C’est fondamental : ça commence avec mon lieu de naissance, à Abidjan en Côte d’Ivoire donc près de l’océan, même si je n’ai pas beaucoup connu cette région dans mon enfance et que je n’y suis retourné que plus tard. Avec ma famille, on a ensuite déménagé en France, dans le bassin d’Arcachon, dont ma mère marocaine ne supportait pas les eaux calmes, et j’ai fait mes premières nages dans l’océan Atlantique juste à côté. A l’occasion de la sortie d’“In Waves”, j’ai appris qu’elle m’avait appris à nager en me balançant dans l’océan ! Je n’avais pas fait le lien mais l’océan c’est ma mère qui m’y emmenait, et la musique c’est mon père qui m’y a mis… Très rapidement, vers 8 ou 9 ans, il y a aussi eu le surf, qui à l’époque n’était pas à la mode, c’était même plutôt un sport de “bad boys”. On était une bande de 10 gars parmi les premiers surfeurs de la plage de la Salie. Tous les week-ends avec mes potes on se faisait des soirées à regarder des cassettes VHS pour essayer de comprendre comment les mecs montaient sur la planche, avant d’essayer à notre tour. J’ai commencé la musique à peu près en même temps et assez vite j’ai compris qu’il s’agissait du même phénomène, que quand j’étais dans l’océan ou en train de surfer il se passait exactement la même chose que quand j’étais “en musique”. On peut parler de transe, mais pour être plus précis, c’est ce même sentiment d’abandon total et de maîtrise parfaite, qui ne peut être que collectif et partagé.

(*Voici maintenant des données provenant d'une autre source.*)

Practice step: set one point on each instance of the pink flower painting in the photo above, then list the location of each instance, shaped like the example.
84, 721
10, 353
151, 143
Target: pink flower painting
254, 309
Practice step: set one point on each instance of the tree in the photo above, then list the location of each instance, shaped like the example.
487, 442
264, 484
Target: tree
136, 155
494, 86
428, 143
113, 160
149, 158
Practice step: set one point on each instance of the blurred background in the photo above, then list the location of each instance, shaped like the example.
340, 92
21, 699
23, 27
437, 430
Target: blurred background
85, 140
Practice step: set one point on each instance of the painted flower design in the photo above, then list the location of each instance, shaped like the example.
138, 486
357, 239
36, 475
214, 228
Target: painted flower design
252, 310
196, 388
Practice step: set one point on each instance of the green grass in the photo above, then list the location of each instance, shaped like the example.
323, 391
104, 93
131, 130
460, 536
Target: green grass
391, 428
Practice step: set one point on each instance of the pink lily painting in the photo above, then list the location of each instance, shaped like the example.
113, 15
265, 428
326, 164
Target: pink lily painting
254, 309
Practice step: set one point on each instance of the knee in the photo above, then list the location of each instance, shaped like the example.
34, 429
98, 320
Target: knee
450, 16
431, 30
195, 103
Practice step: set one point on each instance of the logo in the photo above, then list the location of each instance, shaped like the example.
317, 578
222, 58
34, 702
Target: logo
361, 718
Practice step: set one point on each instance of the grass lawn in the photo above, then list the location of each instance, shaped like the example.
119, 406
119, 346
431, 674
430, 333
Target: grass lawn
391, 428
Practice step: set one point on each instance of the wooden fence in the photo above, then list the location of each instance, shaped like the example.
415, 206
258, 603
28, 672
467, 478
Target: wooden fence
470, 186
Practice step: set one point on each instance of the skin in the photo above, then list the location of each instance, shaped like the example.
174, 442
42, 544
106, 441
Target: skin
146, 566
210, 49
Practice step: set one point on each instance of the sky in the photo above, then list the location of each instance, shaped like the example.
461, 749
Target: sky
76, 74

Votre façon d’apprendre le surf avec des vidéos, c’est comme faire un relevé au saxophone…
Exactement ! Je suis professeur au conservatoire de Choisy-le-Roi depuis très longtemps, j’adore la transmission, mais je ne veux pas de livre ou de partition, je préfère qu’on fasse comme si on était dans un club ou on passe très vite par le relevé et on n’écrit que bien après. Pour le surf aussi je crois qu’il n’y a que la pratique et l’échange avec les autres qui marche.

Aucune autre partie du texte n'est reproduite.